Als u wilt het fenotype correleren met potentiële engraftment, de resterende helft van de nakomelingen van elke VE-cadherine+EPCRhoge cel die heeft gevormd een hematopoietische kolonie met cellen met HSC fenotype gedetecteerd door FACS (b.v., de kolonies vertegenwoordigd in figuur 3A--C) is aan bestraalde (1.000 cGy) volwassen congenisch stam (B6-CD45.1) muizen samen met een dosis van redding cellen getransplanteerd van B6 CD45.1 beenmerg. Op lange termijn multilineage engraftment voor elke kloon wordt bevestigd door de bijdrage van de donor (CD45.2) te volgen naar de myeloïde (Gr1 en F4/80), B-cel (CD19), en T-cel (CD3) compartiment van het perifere bloed na verloop van tijd (figuur 4A). Hoewel de meeste koloniën met cellen met HSC fenotype gedetecteerd door FACS op lange termijn engraftment bieden, is transplantatie nodig om te bevestigen van functionele multilineage engraftment zoals sommige klonen engraftment na verloop van tijd (figuur 4B) verliezen of weergeven unieke engraftment eigenschappen zoals lymfoïde-vooringenomen engraftment (gegevens niet worden weergegeven). Zodra het functionele HSC potentieel van elke VE-cadherine+EPCRhoge kloon is bepaald, is dit gecorreleerd terug naar dat kloon van index parameters worden gebruikt voor het identificeren van de precieze fenotypische kenmerken sorteren. In dit voorbeeld zien we dit bevestigd functioneel pre-HSC klonen (rode stippen) zijn heterogeen van hun uitdrukking van CD41 en CD45, overeenstemming met gevestigde dynamische expressie van deze markeringen tijdens pre-HSC rijping naar HSC (figuur 4C). Klonen vorming van hematopoietische kolonies maar beide ontbreken HSC potentieel door fenotypische screening of door afwezigheid van lange termijn, multilineage engraftment, na transplantatie (niet-HSC hemogenic klonen, blauwe stippen) zijn ook heterogene voor CD41 en CD45, Hoewel een subset express hogere niveaus van CD41 in vergelijking met pre-HSC klonen, die voornamelijk CD41laag.
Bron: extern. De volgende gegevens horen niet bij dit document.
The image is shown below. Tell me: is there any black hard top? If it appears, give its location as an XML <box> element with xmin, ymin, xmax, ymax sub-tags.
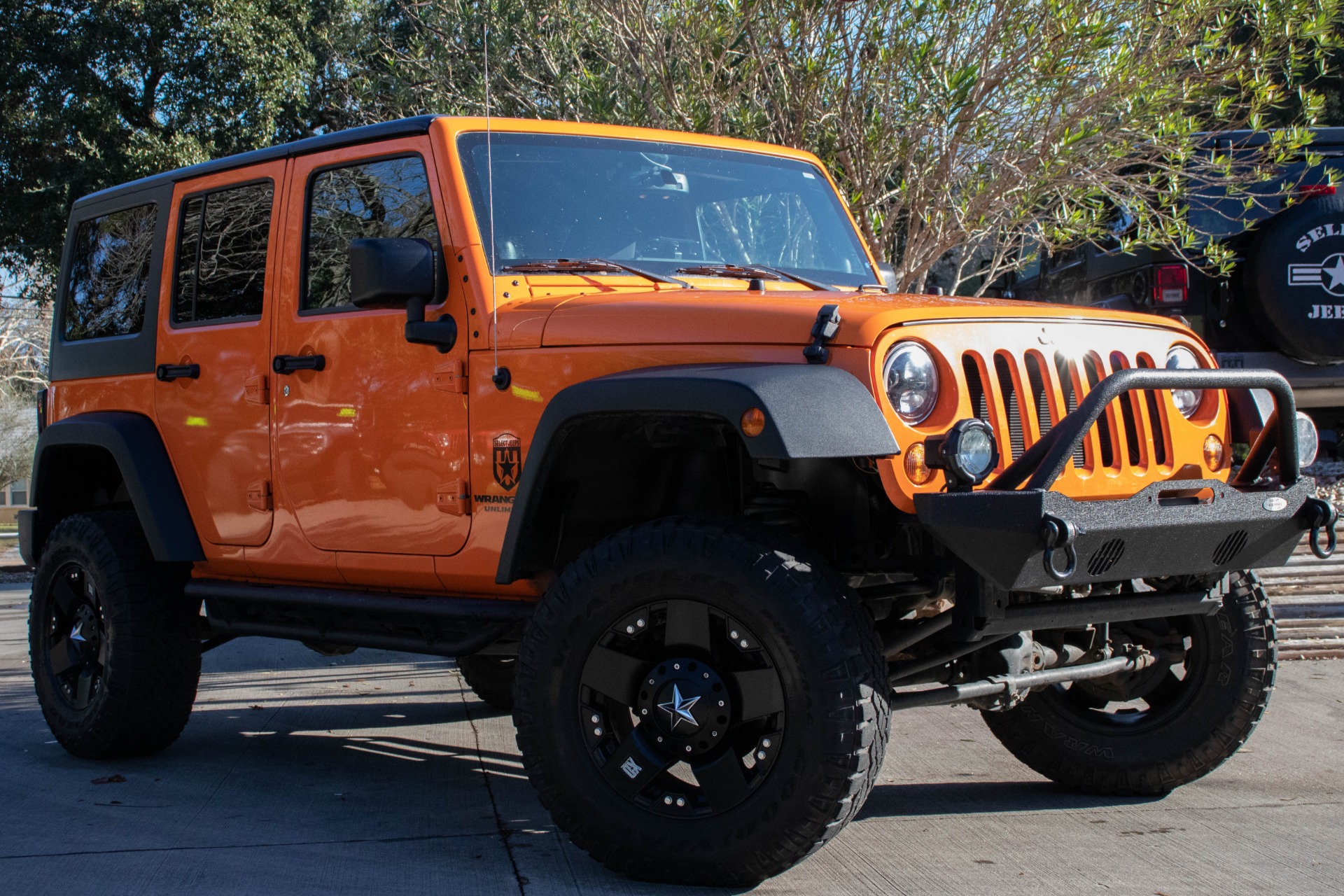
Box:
<box><xmin>74</xmin><ymin>115</ymin><xmax>438</xmax><ymax>208</ymax></box>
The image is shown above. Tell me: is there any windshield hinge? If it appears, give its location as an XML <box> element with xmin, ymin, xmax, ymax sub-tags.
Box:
<box><xmin>802</xmin><ymin>305</ymin><xmax>840</xmax><ymax>364</ymax></box>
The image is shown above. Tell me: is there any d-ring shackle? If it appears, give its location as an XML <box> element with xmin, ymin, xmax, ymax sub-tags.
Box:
<box><xmin>1306</xmin><ymin>498</ymin><xmax>1340</xmax><ymax>560</ymax></box>
<box><xmin>1040</xmin><ymin>513</ymin><xmax>1078</xmax><ymax>582</ymax></box>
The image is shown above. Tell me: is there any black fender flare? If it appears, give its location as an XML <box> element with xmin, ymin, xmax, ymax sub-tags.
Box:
<box><xmin>28</xmin><ymin>411</ymin><xmax>206</xmax><ymax>563</ymax></box>
<box><xmin>495</xmin><ymin>364</ymin><xmax>900</xmax><ymax>584</ymax></box>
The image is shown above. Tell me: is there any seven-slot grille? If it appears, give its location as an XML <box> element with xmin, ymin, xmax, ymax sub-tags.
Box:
<box><xmin>961</xmin><ymin>349</ymin><xmax>1169</xmax><ymax>470</ymax></box>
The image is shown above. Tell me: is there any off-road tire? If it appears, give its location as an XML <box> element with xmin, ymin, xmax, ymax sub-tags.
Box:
<box><xmin>983</xmin><ymin>571</ymin><xmax>1278</xmax><ymax>795</ymax></box>
<box><xmin>28</xmin><ymin>512</ymin><xmax>200</xmax><ymax>759</ymax></box>
<box><xmin>513</xmin><ymin>517</ymin><xmax>890</xmax><ymax>887</ymax></box>
<box><xmin>457</xmin><ymin>653</ymin><xmax>517</xmax><ymax>712</ymax></box>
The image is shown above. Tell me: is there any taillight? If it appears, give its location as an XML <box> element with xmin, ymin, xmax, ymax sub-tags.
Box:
<box><xmin>1153</xmin><ymin>265</ymin><xmax>1189</xmax><ymax>305</ymax></box>
<box><xmin>1297</xmin><ymin>184</ymin><xmax>1335</xmax><ymax>199</ymax></box>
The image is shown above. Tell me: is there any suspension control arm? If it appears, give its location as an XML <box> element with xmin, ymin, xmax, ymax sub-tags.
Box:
<box><xmin>891</xmin><ymin>653</ymin><xmax>1157</xmax><ymax>710</ymax></box>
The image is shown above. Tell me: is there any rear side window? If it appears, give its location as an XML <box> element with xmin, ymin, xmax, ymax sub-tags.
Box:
<box><xmin>63</xmin><ymin>204</ymin><xmax>158</xmax><ymax>341</ymax></box>
<box><xmin>302</xmin><ymin>156</ymin><xmax>441</xmax><ymax>310</ymax></box>
<box><xmin>172</xmin><ymin>181</ymin><xmax>276</xmax><ymax>323</ymax></box>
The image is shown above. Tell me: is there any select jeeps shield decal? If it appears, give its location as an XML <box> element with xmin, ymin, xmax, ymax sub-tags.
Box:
<box><xmin>495</xmin><ymin>433</ymin><xmax>523</xmax><ymax>491</ymax></box>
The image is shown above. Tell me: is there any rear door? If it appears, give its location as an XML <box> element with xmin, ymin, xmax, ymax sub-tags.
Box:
<box><xmin>155</xmin><ymin>161</ymin><xmax>285</xmax><ymax>545</ymax></box>
<box><xmin>274</xmin><ymin>137</ymin><xmax>470</xmax><ymax>561</ymax></box>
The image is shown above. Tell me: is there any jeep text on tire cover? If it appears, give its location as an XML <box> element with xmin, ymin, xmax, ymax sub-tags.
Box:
<box><xmin>20</xmin><ymin>117</ymin><xmax>1335</xmax><ymax>886</ymax></box>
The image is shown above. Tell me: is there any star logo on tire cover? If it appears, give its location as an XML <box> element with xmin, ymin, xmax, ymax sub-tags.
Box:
<box><xmin>659</xmin><ymin>685</ymin><xmax>700</xmax><ymax>731</ymax></box>
<box><xmin>1287</xmin><ymin>253</ymin><xmax>1344</xmax><ymax>295</ymax></box>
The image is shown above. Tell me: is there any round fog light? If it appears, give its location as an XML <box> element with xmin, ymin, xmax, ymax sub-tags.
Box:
<box><xmin>1204</xmin><ymin>435</ymin><xmax>1223</xmax><ymax>473</ymax></box>
<box><xmin>906</xmin><ymin>442</ymin><xmax>932</xmax><ymax>485</ymax></box>
<box><xmin>926</xmin><ymin>418</ymin><xmax>999</xmax><ymax>490</ymax></box>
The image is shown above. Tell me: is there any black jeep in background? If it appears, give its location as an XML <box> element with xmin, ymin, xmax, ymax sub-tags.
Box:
<box><xmin>990</xmin><ymin>127</ymin><xmax>1344</xmax><ymax>458</ymax></box>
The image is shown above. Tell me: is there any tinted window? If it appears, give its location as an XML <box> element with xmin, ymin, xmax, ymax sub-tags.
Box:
<box><xmin>64</xmin><ymin>206</ymin><xmax>156</xmax><ymax>340</ymax></box>
<box><xmin>172</xmin><ymin>181</ymin><xmax>276</xmax><ymax>323</ymax></box>
<box><xmin>304</xmin><ymin>156</ymin><xmax>440</xmax><ymax>307</ymax></box>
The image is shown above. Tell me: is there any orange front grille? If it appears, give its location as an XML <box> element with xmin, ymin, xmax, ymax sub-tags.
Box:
<box><xmin>874</xmin><ymin>320</ymin><xmax>1227</xmax><ymax>509</ymax></box>
<box><xmin>961</xmin><ymin>349</ymin><xmax>1169</xmax><ymax>474</ymax></box>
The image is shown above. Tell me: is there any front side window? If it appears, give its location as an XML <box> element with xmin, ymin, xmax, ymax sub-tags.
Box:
<box><xmin>63</xmin><ymin>206</ymin><xmax>158</xmax><ymax>341</ymax></box>
<box><xmin>172</xmin><ymin>181</ymin><xmax>276</xmax><ymax>323</ymax></box>
<box><xmin>458</xmin><ymin>133</ymin><xmax>878</xmax><ymax>286</ymax></box>
<box><xmin>302</xmin><ymin>156</ymin><xmax>441</xmax><ymax>310</ymax></box>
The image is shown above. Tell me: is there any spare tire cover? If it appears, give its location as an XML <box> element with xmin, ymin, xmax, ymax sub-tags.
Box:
<box><xmin>1242</xmin><ymin>196</ymin><xmax>1344</xmax><ymax>364</ymax></box>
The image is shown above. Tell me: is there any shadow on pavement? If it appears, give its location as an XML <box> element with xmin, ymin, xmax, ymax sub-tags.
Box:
<box><xmin>859</xmin><ymin>780</ymin><xmax>1164</xmax><ymax>820</ymax></box>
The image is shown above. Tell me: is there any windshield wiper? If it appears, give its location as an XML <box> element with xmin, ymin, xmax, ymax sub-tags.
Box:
<box><xmin>500</xmin><ymin>258</ymin><xmax>691</xmax><ymax>289</ymax></box>
<box><xmin>676</xmin><ymin>265</ymin><xmax>839</xmax><ymax>293</ymax></box>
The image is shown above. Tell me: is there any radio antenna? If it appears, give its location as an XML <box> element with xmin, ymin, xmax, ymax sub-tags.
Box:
<box><xmin>481</xmin><ymin>20</ymin><xmax>510</xmax><ymax>391</ymax></box>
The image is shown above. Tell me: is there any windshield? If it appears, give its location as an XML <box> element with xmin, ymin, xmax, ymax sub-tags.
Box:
<box><xmin>458</xmin><ymin>133</ymin><xmax>878</xmax><ymax>286</ymax></box>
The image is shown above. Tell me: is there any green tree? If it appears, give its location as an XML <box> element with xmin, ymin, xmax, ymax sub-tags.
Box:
<box><xmin>0</xmin><ymin>0</ymin><xmax>351</xmax><ymax>298</ymax></box>
<box><xmin>355</xmin><ymin>0</ymin><xmax>1344</xmax><ymax>290</ymax></box>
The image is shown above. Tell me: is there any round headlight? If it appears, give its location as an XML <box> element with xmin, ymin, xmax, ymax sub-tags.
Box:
<box><xmin>882</xmin><ymin>342</ymin><xmax>938</xmax><ymax>423</ymax></box>
<box><xmin>1167</xmin><ymin>345</ymin><xmax>1204</xmax><ymax>419</ymax></box>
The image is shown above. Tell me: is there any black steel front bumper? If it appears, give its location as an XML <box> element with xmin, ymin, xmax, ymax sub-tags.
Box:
<box><xmin>916</xmin><ymin>370</ymin><xmax>1337</xmax><ymax>591</ymax></box>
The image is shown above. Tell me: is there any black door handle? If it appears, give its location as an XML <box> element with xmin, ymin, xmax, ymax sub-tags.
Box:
<box><xmin>155</xmin><ymin>364</ymin><xmax>200</xmax><ymax>383</ymax></box>
<box><xmin>270</xmin><ymin>355</ymin><xmax>327</xmax><ymax>373</ymax></box>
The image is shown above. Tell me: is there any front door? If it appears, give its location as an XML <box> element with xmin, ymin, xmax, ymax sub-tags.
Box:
<box><xmin>274</xmin><ymin>139</ymin><xmax>470</xmax><ymax>556</ymax></box>
<box><xmin>155</xmin><ymin>162</ymin><xmax>285</xmax><ymax>545</ymax></box>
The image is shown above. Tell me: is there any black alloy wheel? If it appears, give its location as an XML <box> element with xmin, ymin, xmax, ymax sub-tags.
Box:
<box><xmin>43</xmin><ymin>563</ymin><xmax>108</xmax><ymax>710</ymax></box>
<box><xmin>983</xmin><ymin>571</ymin><xmax>1277</xmax><ymax>795</ymax></box>
<box><xmin>28</xmin><ymin>510</ymin><xmax>200</xmax><ymax>759</ymax></box>
<box><xmin>577</xmin><ymin>599</ymin><xmax>783</xmax><ymax>818</ymax></box>
<box><xmin>513</xmin><ymin>517</ymin><xmax>890</xmax><ymax>887</ymax></box>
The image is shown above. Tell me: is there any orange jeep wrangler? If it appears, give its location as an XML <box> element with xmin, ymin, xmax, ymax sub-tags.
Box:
<box><xmin>20</xmin><ymin>117</ymin><xmax>1336</xmax><ymax>884</ymax></box>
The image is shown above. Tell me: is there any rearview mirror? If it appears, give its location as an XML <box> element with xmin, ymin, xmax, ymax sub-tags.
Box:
<box><xmin>349</xmin><ymin>237</ymin><xmax>457</xmax><ymax>352</ymax></box>
<box><xmin>349</xmin><ymin>238</ymin><xmax>434</xmax><ymax>307</ymax></box>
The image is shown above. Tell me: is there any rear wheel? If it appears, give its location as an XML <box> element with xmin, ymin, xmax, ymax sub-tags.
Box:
<box><xmin>513</xmin><ymin>520</ymin><xmax>888</xmax><ymax>886</ymax></box>
<box><xmin>28</xmin><ymin>512</ymin><xmax>200</xmax><ymax>759</ymax></box>
<box><xmin>983</xmin><ymin>571</ymin><xmax>1277</xmax><ymax>794</ymax></box>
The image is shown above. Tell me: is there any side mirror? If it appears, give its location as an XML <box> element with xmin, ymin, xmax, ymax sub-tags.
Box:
<box><xmin>878</xmin><ymin>262</ymin><xmax>897</xmax><ymax>293</ymax></box>
<box><xmin>349</xmin><ymin>237</ymin><xmax>457</xmax><ymax>352</ymax></box>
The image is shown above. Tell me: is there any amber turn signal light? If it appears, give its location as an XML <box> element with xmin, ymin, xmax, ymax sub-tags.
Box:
<box><xmin>906</xmin><ymin>442</ymin><xmax>932</xmax><ymax>485</ymax></box>
<box><xmin>1204</xmin><ymin>435</ymin><xmax>1223</xmax><ymax>472</ymax></box>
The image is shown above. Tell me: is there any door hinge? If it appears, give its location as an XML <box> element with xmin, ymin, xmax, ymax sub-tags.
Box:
<box><xmin>244</xmin><ymin>373</ymin><xmax>270</xmax><ymax>405</ymax></box>
<box><xmin>434</xmin><ymin>361</ymin><xmax>466</xmax><ymax>395</ymax></box>
<box><xmin>247</xmin><ymin>479</ymin><xmax>272</xmax><ymax>510</ymax></box>
<box><xmin>437</xmin><ymin>479</ymin><xmax>472</xmax><ymax>516</ymax></box>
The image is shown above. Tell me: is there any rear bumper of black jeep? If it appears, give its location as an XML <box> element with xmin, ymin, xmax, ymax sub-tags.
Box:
<box><xmin>916</xmin><ymin>370</ymin><xmax>1335</xmax><ymax>591</ymax></box>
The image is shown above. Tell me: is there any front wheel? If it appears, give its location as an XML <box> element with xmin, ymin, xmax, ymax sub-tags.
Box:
<box><xmin>513</xmin><ymin>520</ymin><xmax>888</xmax><ymax>886</ymax></box>
<box><xmin>983</xmin><ymin>571</ymin><xmax>1277</xmax><ymax>795</ymax></box>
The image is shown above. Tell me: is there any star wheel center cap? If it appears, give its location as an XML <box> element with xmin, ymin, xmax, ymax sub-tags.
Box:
<box><xmin>659</xmin><ymin>682</ymin><xmax>700</xmax><ymax>734</ymax></box>
<box><xmin>634</xmin><ymin>657</ymin><xmax>732</xmax><ymax>759</ymax></box>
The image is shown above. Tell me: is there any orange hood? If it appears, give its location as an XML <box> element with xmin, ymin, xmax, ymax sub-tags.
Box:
<box><xmin>498</xmin><ymin>289</ymin><xmax>1189</xmax><ymax>348</ymax></box>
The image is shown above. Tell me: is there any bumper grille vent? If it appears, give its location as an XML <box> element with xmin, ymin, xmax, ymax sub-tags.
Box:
<box><xmin>1214</xmin><ymin>529</ymin><xmax>1246</xmax><ymax>567</ymax></box>
<box><xmin>1087</xmin><ymin>539</ymin><xmax>1125</xmax><ymax>575</ymax></box>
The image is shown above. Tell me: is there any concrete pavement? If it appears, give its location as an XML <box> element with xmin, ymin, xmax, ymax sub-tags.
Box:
<box><xmin>0</xmin><ymin>586</ymin><xmax>1344</xmax><ymax>896</ymax></box>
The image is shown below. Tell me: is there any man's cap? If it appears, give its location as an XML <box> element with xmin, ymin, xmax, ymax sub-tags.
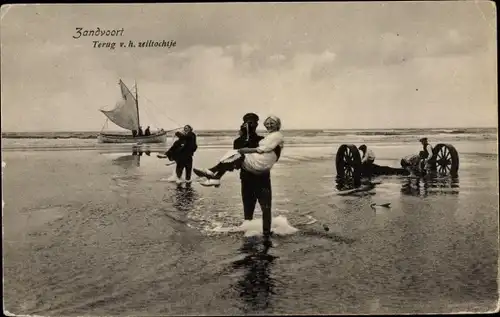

Klonen die geen hematopoietische koloniën (niet-hemogenic klonen, licht groene stippen vormden) zijn voornamelijk CD41- / lowCD45-, die weerspiegelen waarschijnlijk niet-hemogenic VE-cadherine+EPCRhoge endotheliale cellen.

Figure 1
Figuur 1: overzicht van Protocol en representatieve stroom cytometry analyse voor het sorteren van de index van interne cellen. (A) Schematische weergave van het protocol. (B) stroom cytometry analyse van gedissocieerde E11 AGM weergegeven: gating strategie cellen voor het sorteren van de index van VE-cadherine+EPCRhoog cellen verrijkt voor pre-HSC (analyse met de software van de analyse van de FACS). Getallen in elke poort geven het percentage van de cellen. (C) stroom cytometry analyse met CD41 en CD45 vlekken binnen de VE-cadherine+EPCRhoge bevolking. Klik hier voor een grotere versie van dit cijfer.

Figure 2
Figuur 2: vorming van hematopoietische kolonies tijdens de AVA-EG mede cultuur. (A) Time-lapse beeldvorming van VE-cadherine+EPCRhogeGFP+ gesorteerd op cellen uit Ly6a-GFP transgene embryo's21 mede gekweekt op AVA-EG. Schaal bars in µm worden weergegeven in de linkerbenedenhoek van elke afbeelding. (B) vertegenwoordiger kolonies gevormd uit VE-cadherine+EPCRhoge index-gesorteerd op afzonderlijke cellen na 6 dagen cultuur samen op AVA-EG. Klik hier voor een grotere versie van dit cijfer.

Figure 3
Figuur 3: Stroom cytometry analyse van de nakomelingen van een enkel E11 AGM-afgeleide VE-cadherine+EPCRhoge cellen na co cultuur op AVA-EG. Gating voor cellen met HSC potentieel wordt weergegeven als de deelverzameling die VE-cadherine- / lowGr1-F4/80- (linker paneel), CD45+ (middelste deelvenster), en Sca1HalloEPCRhi (rechtervenster). (A) representatieve kolonie bestaat uit een homogene bevolking van cellen met het fenotype van HSC. (B-C) Representatieve kolonies met een mix van cellen met de HSC fenotype en meer gedifferentieerde celtypes. (D) vertegenwoordiger kolonie bestaat uit cellen ontbreekt het HSC fenotype. Klik hier voor een grotere versie van dit cijfer.

Figure 4
Figuur 4: analyse van perifeer bloed engraftment van nakomelingen van de individuele klonen na AVA-EG mede cultuur en correlatie met index Sorteren parameters. (A) engraftment van de Donor CD45.2 afkomstige perifere bloed van myeloïde (Gr1 en F4/80), B-cel (CD19) en deelverzamelingen van de T-cel (CD3) van een representatieve ontvanger (B6-CD45.1) getransplanteerde met nakomelingen van individuele E11 VE-cadherine+EPCRhoog kloon na AVA-EG mede cultuur. (B) Donor CD45.2 afkomstige perifere bloed engraftment na verloop van tijd na transplantatie van nakomelingen van met individuele E11 VE-cadherine+EPCRhoge klonen na AVA-EG mede cultuur. (C) correlatie van CD41 en CD45-expressie voor elke index gesorteerd op VE-cadherine+EPCRhoog kloon met het potentieel van de HSC volgende AVA-EG mede cultuur gebaseerd op lange termijn, multilineage engraftment in kwantitatieve analyse van transplantatie. Klik hier voor een grotere versie van dit cijfer.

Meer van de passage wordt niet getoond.